Pic16 and 18 are very much the same thing, wouldn't  change this example.
Maybe I got it wrong, is it a test asking to modify the program?

[SiliconWizard]

Yes, this can't work.
Alternatively to DavidAlfa's suggestion, you can otherwise replace the 3 first ADDWF with a F destination instead of W, but obviously in this case, at the end, the 12H location will contain 66H, and W 88H.
You could write to the editor of this book. (Although it's 15 yo, so not sure how much the editor still cares.)

[Doctorandus_P]

In a more general sense, why are you writing assembly for the PIC?

A very long time ago I did some assembly for 8085 and Z80 and it was a useful experience to learn how the hardware of computers / processors work. Later I bought some 16F84 uC's (one of the first with Flash) and I found their assembly horribly convoluted. The way in which you have to combine multiple instructions to do even simple things was a big nuisance, and it also makes it more difficult to understand.

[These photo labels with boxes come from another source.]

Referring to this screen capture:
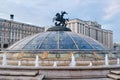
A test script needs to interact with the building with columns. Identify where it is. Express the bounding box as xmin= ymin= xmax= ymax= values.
xmin=67 ymin=19 xmax=113 ymax=49
xmin=0 ymin=19 xmax=44 ymax=50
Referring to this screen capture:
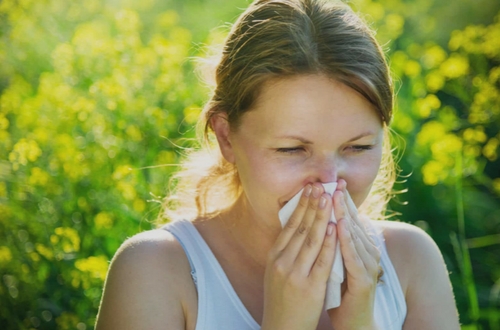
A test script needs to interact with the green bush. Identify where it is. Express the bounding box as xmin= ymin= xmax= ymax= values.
xmin=0 ymin=0 xmax=500 ymax=329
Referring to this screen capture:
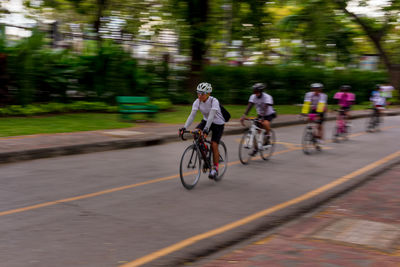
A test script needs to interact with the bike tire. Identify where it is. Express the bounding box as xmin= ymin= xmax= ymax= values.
xmin=179 ymin=144 xmax=201 ymax=190
xmin=207 ymin=140 xmax=228 ymax=182
xmin=301 ymin=128 xmax=315 ymax=155
xmin=239 ymin=132 xmax=254 ymax=165
xmin=260 ymin=129 xmax=276 ymax=160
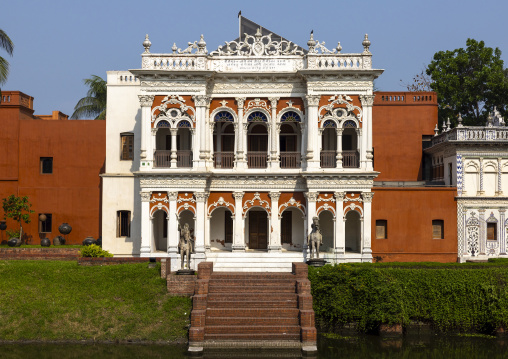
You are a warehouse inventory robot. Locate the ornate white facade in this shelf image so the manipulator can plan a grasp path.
[102,23,382,270]
[426,111,508,262]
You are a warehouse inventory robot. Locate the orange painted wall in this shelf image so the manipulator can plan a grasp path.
[372,92,437,181]
[371,187,457,262]
[0,91,106,244]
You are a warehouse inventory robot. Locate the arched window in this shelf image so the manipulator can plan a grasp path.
[247,111,268,122]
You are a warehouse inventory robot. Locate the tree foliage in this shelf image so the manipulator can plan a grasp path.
[71,75,107,120]
[2,194,34,238]
[426,39,508,126]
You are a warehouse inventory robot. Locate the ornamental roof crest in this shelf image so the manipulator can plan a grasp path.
[210,28,304,56]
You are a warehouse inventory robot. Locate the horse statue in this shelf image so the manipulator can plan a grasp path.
[307,217,323,259]
[178,223,193,269]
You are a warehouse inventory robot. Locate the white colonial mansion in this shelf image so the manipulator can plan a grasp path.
[102,17,382,270]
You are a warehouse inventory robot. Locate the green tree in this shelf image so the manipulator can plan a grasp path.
[71,75,107,120]
[426,39,508,126]
[0,29,14,97]
[2,194,34,240]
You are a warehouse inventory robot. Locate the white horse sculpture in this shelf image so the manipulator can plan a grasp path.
[307,217,323,259]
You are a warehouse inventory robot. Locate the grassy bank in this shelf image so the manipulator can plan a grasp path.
[309,262,508,333]
[0,261,191,341]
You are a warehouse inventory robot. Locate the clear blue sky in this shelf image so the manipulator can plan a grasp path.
[0,0,508,115]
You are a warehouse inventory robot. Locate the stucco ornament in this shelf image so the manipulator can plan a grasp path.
[308,217,323,259]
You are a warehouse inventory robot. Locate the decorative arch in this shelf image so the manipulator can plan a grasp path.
[176,192,196,216]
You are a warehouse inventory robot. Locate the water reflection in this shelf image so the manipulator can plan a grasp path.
[0,335,508,359]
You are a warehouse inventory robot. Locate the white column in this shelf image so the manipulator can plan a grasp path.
[138,95,154,160]
[235,97,247,169]
[360,95,375,171]
[303,192,318,253]
[336,128,343,168]
[168,192,180,255]
[268,97,280,169]
[305,95,320,171]
[268,192,282,252]
[139,191,152,257]
[362,192,374,261]
[334,192,346,262]
[169,128,178,168]
[232,192,245,251]
[194,192,208,254]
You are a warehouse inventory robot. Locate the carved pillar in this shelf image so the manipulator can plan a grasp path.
[478,157,485,196]
[478,208,487,255]
[139,191,152,257]
[499,208,506,255]
[168,192,180,255]
[194,192,208,254]
[235,97,247,169]
[362,192,374,260]
[496,158,503,196]
[333,192,346,261]
[268,97,280,169]
[360,95,375,171]
[232,192,245,251]
[305,95,320,170]
[138,95,154,160]
[169,128,178,168]
[303,192,319,250]
[335,128,343,168]
[268,192,282,252]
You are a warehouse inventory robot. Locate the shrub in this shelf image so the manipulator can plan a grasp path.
[79,244,113,257]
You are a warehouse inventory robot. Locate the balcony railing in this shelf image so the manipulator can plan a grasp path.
[247,151,267,168]
[154,150,192,168]
[154,150,171,168]
[280,152,301,168]
[213,152,235,168]
[321,150,337,168]
[342,151,360,168]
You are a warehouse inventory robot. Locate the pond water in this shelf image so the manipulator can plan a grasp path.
[0,335,508,359]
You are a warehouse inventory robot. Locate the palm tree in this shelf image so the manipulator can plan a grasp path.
[0,29,14,94]
[71,75,107,120]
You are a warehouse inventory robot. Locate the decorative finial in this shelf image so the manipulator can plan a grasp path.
[362,34,370,54]
[457,112,463,127]
[307,30,316,53]
[143,34,152,54]
[198,34,208,54]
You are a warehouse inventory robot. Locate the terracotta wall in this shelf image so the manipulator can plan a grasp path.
[372,92,437,181]
[371,187,457,262]
[0,91,106,244]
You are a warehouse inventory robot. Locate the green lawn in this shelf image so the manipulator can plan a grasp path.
[0,261,191,341]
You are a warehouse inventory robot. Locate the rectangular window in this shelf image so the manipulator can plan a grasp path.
[39,213,52,233]
[487,223,497,241]
[432,219,444,239]
[40,157,53,174]
[116,211,131,237]
[376,219,388,239]
[120,133,134,161]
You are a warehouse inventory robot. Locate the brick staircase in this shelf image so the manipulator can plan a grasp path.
[189,262,316,350]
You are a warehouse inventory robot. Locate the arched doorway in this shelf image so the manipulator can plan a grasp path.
[152,210,168,252]
[245,208,268,249]
[346,210,362,253]
[318,211,334,252]
[280,207,305,251]
[210,207,233,250]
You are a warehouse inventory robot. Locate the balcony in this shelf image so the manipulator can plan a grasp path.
[213,152,235,168]
[154,150,192,168]
[280,152,301,168]
[247,151,268,168]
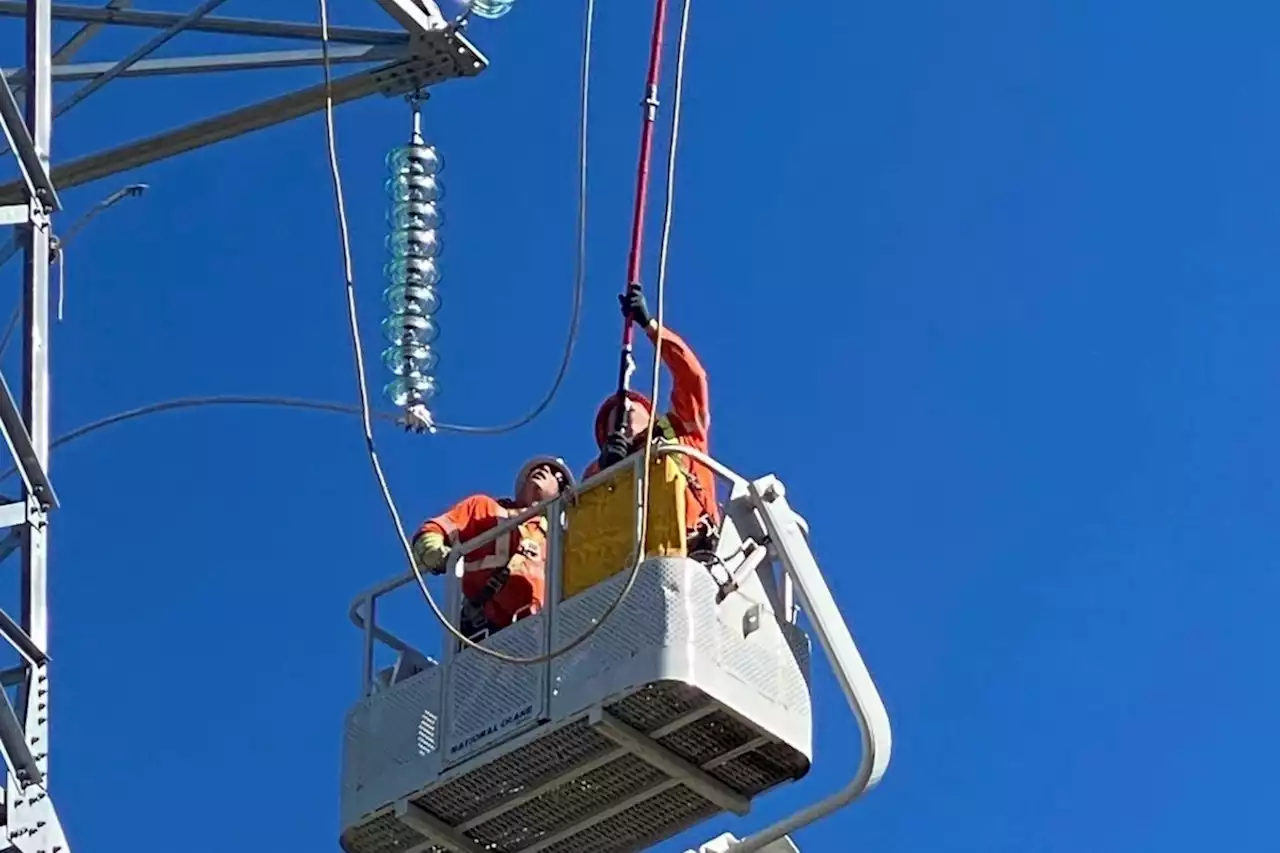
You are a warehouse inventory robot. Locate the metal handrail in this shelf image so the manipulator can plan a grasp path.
[348,444,892,853]
[347,444,746,666]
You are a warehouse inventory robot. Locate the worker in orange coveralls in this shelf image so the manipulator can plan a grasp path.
[584,287,719,552]
[413,456,573,637]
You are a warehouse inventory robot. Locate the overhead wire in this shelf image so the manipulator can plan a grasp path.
[0,0,691,663]
[319,0,687,665]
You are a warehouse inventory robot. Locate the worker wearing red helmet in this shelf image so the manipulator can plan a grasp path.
[584,287,719,549]
[413,456,573,637]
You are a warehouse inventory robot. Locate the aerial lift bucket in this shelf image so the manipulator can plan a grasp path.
[340,446,890,853]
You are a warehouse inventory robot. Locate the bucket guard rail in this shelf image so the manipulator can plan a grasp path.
[348,444,892,853]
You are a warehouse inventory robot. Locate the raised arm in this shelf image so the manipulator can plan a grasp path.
[645,320,712,438]
[413,494,497,573]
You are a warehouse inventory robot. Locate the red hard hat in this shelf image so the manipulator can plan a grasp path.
[595,391,653,447]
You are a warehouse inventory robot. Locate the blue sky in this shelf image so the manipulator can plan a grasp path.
[5,0,1280,853]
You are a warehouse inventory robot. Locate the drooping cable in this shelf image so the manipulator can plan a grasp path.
[319,0,680,665]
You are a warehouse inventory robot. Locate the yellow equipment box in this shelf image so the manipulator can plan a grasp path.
[561,456,686,599]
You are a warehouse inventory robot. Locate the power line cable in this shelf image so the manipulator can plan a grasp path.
[320,0,687,665]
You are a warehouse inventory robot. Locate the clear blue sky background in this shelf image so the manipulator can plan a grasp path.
[5,0,1280,853]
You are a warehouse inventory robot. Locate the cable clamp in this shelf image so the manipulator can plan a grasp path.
[401,403,436,435]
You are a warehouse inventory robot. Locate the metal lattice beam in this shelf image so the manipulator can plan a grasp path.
[0,0,408,45]
[4,45,406,83]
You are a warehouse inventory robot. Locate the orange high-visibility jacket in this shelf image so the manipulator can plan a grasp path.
[413,494,547,630]
[582,329,719,530]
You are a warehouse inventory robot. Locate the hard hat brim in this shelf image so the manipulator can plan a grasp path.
[513,456,573,494]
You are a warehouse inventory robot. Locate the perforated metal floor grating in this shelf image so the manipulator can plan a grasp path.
[342,683,809,853]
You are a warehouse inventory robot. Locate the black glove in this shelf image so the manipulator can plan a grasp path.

But overall, it's been more then 20 years ago I wrote any assembly. Every decent uC gets accompanied with a C compiler. If you're interested in getting some project "done", writing your code in C is much more practical and efficient. The extra overhead for the compiled code is also quite small.

If you're interested in writing assembly in itself, then the PIC is still one of the worst choices. (At least the older one I used. There are apparently relatively big differences between the PIC's in this area.)

Also, if you switch to a different uC now, the work you have already done is not completely lost. ASM itself is not portable (Code re-use is another good reason to use C) but having some asm knowledge of different uC architectures is good as a learning experience.